The progression of neural net architecture is outlined in review papers. Two main ideas are to increase layers and change the connectivity between layers, meaning some earlier layers connect directly with layers close to the end of a deep net.
Examine the structure and parameters of the neural net using ideas in statistics which are traditionally used to understand systems that have some random behavior, the pseudo-random system here is the neural net architecture.
Use both deep learning, where the neural net architecture is more nebulous to understand, statistical insights where the fundamentals are better understood.
Examine ideas in statistical mechanics for understanding processes that have significant randomness, such as Poisson statistics, population growth in Fisher statistics, Boltzmann statistics, and others.
Compare the meaning of weights in NN and coefficients in expansion in basis sets.
Links to some papers which seek to understand neural net architecture:
https://arxiv.org/pdf/1611.03530.pdf by MIT, Google, and Berkeley
Some decision on a database will be needed. Redis is open source.
Record audio and process. Audacity is a free open source and can record from Youtube videos. YouTube API may be needed to automate some tasks, such as getting links for all the videos in a specific category.
Record video frames.
For speech to text conversion, there are several open source options, Kaldi or DeepSpeech can be tried.
Eliminate articles and extra speech words, keep only key vocabulary.
Label video frames with key words in speech.
Object labeling is also possible with open source software and existing neural nets for image processing and object detection. These include OpenCV, TensorFlow, Keras, Caffe, Google Colab. The aim here is to use more contextual labels, which are provided in the speech of the video, such as the word ‘cutting’ might be associated with a ‘knife’. Another example is some foods get associated with ‘cutting’ and others with ‘shredding’.
Method can be implemented with videos in different topic areas, like travel and National Geographic documentaries, or cooking videos.
1. Open source code that reads in a video and creates a labeled dataset
2. Neural net that takes in an image and gives high probability labels for it, or vice versa, given a set of words, provides an image that matches
Image generation can be based on a generative adversarial network (GAN).
Dream use of product:
Neural net provides stylized images for a story. Example, images for a time travel story. Another example is as a language translator with the difference being it is a word to visual translation. The speaker can keep adding words until a satisfactory image appears, similar to playing Pictionary.
An actual labeled dataset cannot be provided because that would violate copyright laws
Example: Alps, Mountains, 12,000 ft, snow, cold, climbing, challenge
Explore building a pipeline that integrates different open source architectures. When successful, this is very powerful. When not successful, it opens up opportunities for key areas.

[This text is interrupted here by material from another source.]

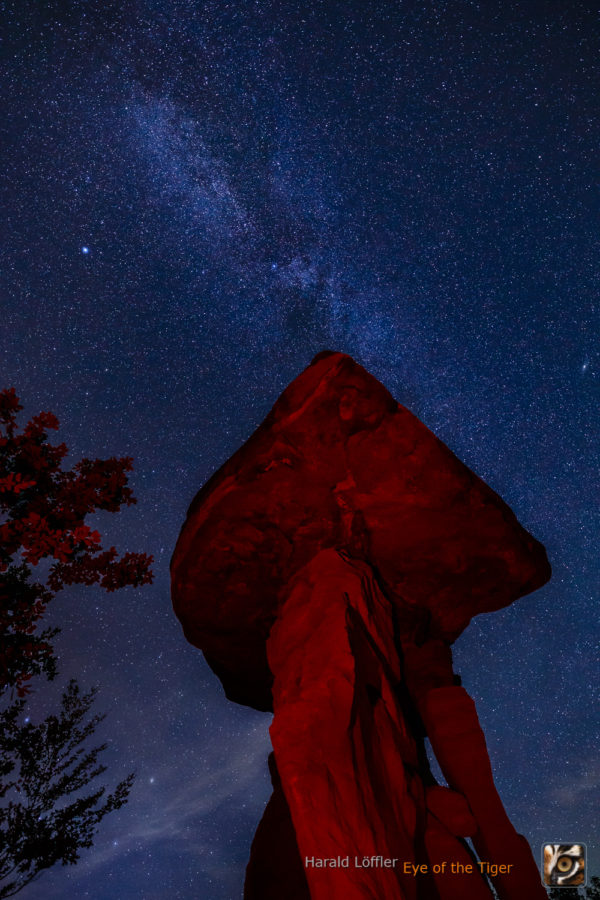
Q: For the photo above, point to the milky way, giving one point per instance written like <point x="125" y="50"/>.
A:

A next step is to build a distributed or concurrent transfer learning pipeline, so that once the NN is built, it can become more accurate as more videos are uploaded on the web.
Working through size and computational requirements
Audio file size = bit rate *duration of audio in seconds * number of channels
Where Bit rate = bit depth * sample rate
Typical audio size: 53 MB for 5 minutes
Size depends on .wav vs. mp3. Determine the minimum audio size for preserving speech.
Size of a database that has been successfully used to train neural nets
ImageNet — 14 million images in 20,000 categories
Most videos have 24 frames per second. We can sample at 1 frame per 3 seconds, and then remove the frames that are very similar to each other. By trial and error, we have to decide on how many frames from a video will be selected. For 10 million images, we will then need to process approximately 1 year of video and audio.
Audio Analysis, Statistical tools for time-series data
Characteristics of time-series data (Wang, Smith, Hyndman in Data Mining and Knowledge Discovery)
· Trend — a long-term change in the mean
· Seasonality — large autocorrelation coefficient at the seasonal lag
· Serial correlation